# My beautiful Malachi



## firewood04 (Dec 24, 2015)

Malachi, you came into my life unexpectedly. I just couldn't leave such a young beautiful little guy in a small cup of his own poo. I thought, "Gee, you are so young that we will have lots of time together." You were so beautiful and shy. You didn't even have a beard when you flared yet. You did get one about 2 weeks ago though.

You loved laying in the leaves of the silk plants but if I came near the tank you would swim up to me sort of shyly and watch me. Eventually you even danced a little for me and I loved you so!

You cracked me up the day I moved you from your 2 gallon temporary tank into the 10 gallon that was all set up with your favorite leaves to hide in. You explored every inch of that tank and got yourself into places I didn't realize you could even get to. I even had to move a rock for you because it seemed like you got stuck under it. 

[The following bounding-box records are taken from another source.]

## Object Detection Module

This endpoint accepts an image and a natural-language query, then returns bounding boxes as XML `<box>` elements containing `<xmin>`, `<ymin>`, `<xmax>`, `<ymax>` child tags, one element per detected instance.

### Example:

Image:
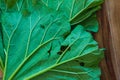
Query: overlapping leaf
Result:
<box><xmin>0</xmin><ymin>0</ymin><xmax>103</xmax><ymax>80</ymax></box>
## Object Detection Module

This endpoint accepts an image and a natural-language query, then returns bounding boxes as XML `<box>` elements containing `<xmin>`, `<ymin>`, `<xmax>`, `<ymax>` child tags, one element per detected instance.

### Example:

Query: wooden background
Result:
<box><xmin>0</xmin><ymin>0</ymin><xmax>120</xmax><ymax>80</ymax></box>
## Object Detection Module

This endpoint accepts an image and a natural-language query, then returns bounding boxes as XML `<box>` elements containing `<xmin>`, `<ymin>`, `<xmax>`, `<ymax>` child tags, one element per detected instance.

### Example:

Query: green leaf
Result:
<box><xmin>0</xmin><ymin>23</ymin><xmax>5</xmax><ymax>71</ymax></box>
<box><xmin>42</xmin><ymin>0</ymin><xmax>103</xmax><ymax>25</ymax></box>
<box><xmin>0</xmin><ymin>0</ymin><xmax>103</xmax><ymax>80</ymax></box>
<box><xmin>79</xmin><ymin>14</ymin><xmax>99</xmax><ymax>32</ymax></box>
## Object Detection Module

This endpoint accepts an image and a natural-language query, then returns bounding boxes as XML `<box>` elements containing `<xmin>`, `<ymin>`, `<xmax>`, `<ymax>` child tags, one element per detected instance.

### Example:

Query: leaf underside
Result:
<box><xmin>0</xmin><ymin>0</ymin><xmax>103</xmax><ymax>80</ymax></box>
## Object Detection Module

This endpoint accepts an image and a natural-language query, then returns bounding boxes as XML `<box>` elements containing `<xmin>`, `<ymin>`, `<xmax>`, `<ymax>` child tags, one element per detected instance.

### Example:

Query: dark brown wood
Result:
<box><xmin>95</xmin><ymin>0</ymin><xmax>120</xmax><ymax>80</ymax></box>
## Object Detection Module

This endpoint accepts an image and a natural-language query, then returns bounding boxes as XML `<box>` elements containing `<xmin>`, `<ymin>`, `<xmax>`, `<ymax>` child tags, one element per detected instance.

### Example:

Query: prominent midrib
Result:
<box><xmin>25</xmin><ymin>38</ymin><xmax>90</xmax><ymax>80</ymax></box>
<box><xmin>69</xmin><ymin>2</ymin><xmax>102</xmax><ymax>22</ymax></box>
<box><xmin>3</xmin><ymin>16</ymin><xmax>22</xmax><ymax>80</ymax></box>
<box><xmin>9</xmin><ymin>38</ymin><xmax>56</xmax><ymax>80</ymax></box>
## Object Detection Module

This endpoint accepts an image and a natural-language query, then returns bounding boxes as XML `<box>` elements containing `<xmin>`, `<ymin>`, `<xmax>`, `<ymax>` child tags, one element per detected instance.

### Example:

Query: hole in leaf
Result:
<box><xmin>48</xmin><ymin>46</ymin><xmax>52</xmax><ymax>56</ymax></box>
<box><xmin>57</xmin><ymin>46</ymin><xmax>70</xmax><ymax>55</ymax></box>
<box><xmin>64</xmin><ymin>32</ymin><xmax>71</xmax><ymax>39</ymax></box>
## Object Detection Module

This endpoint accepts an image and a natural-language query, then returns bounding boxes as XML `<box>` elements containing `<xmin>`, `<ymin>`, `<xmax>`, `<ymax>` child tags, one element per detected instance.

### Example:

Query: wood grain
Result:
<box><xmin>0</xmin><ymin>0</ymin><xmax>120</xmax><ymax>80</ymax></box>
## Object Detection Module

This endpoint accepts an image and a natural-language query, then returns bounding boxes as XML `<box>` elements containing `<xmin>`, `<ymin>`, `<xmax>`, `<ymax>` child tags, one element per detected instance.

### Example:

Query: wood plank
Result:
<box><xmin>95</xmin><ymin>0</ymin><xmax>120</xmax><ymax>80</ymax></box>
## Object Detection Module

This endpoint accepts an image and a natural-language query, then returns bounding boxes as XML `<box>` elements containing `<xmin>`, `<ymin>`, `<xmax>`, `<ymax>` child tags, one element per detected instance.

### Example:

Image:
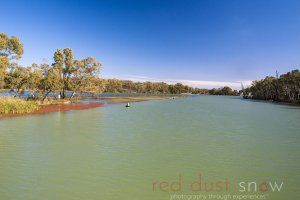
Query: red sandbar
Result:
<box><xmin>0</xmin><ymin>102</ymin><xmax>104</xmax><ymax>117</ymax></box>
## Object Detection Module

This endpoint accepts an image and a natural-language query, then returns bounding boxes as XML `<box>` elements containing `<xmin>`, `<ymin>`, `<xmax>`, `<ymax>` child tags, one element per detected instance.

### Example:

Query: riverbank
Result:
<box><xmin>0</xmin><ymin>96</ymin><xmax>176</xmax><ymax>118</ymax></box>
<box><xmin>93</xmin><ymin>96</ymin><xmax>183</xmax><ymax>104</ymax></box>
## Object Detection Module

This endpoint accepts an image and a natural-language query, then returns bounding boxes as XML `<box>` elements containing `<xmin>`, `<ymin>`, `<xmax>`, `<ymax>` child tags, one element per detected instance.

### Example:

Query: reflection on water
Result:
<box><xmin>0</xmin><ymin>96</ymin><xmax>300</xmax><ymax>200</ymax></box>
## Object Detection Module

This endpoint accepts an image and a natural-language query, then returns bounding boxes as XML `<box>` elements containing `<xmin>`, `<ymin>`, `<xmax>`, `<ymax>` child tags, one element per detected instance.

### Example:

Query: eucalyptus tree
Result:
<box><xmin>0</xmin><ymin>33</ymin><xmax>24</xmax><ymax>87</ymax></box>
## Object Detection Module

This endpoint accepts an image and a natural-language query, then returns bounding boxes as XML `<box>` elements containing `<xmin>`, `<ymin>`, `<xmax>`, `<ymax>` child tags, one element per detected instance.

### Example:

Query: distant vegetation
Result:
<box><xmin>244</xmin><ymin>70</ymin><xmax>300</xmax><ymax>103</ymax></box>
<box><xmin>0</xmin><ymin>33</ymin><xmax>238</xmax><ymax>102</ymax></box>
<box><xmin>0</xmin><ymin>97</ymin><xmax>39</xmax><ymax>115</ymax></box>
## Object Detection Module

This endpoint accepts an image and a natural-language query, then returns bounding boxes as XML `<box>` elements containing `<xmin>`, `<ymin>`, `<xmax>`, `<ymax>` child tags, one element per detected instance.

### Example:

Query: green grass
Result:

I hope that you have a beautiful place to swim now where you can tuck yourself in and hide from others. I hope that you have all the blood worms your little heart desires. Where no black plague can ever reach you again and you can breath freely. I will miss you so much my little shy guy. RIP!


----------



## firewood04 (Dec 24, 2015)

I Love you!


----------



## cakes488 (Dec 2, 2015)




----------



## MyThreeSons (Oct 21, 2015)

Malachi had a WONDERFUL friend in you. I don't like to call us owners, even though we are, but friend, family is what I prefer. I can see Malachi dancing for you and it fills my heart with joy that he was so happy with you. Thank you for giving him a wonderful home and he was a very lucky betta to have you. May he swim in peace and hope you have comfort knowing that he is safe and happy now in the warm waters with his brothers.


----------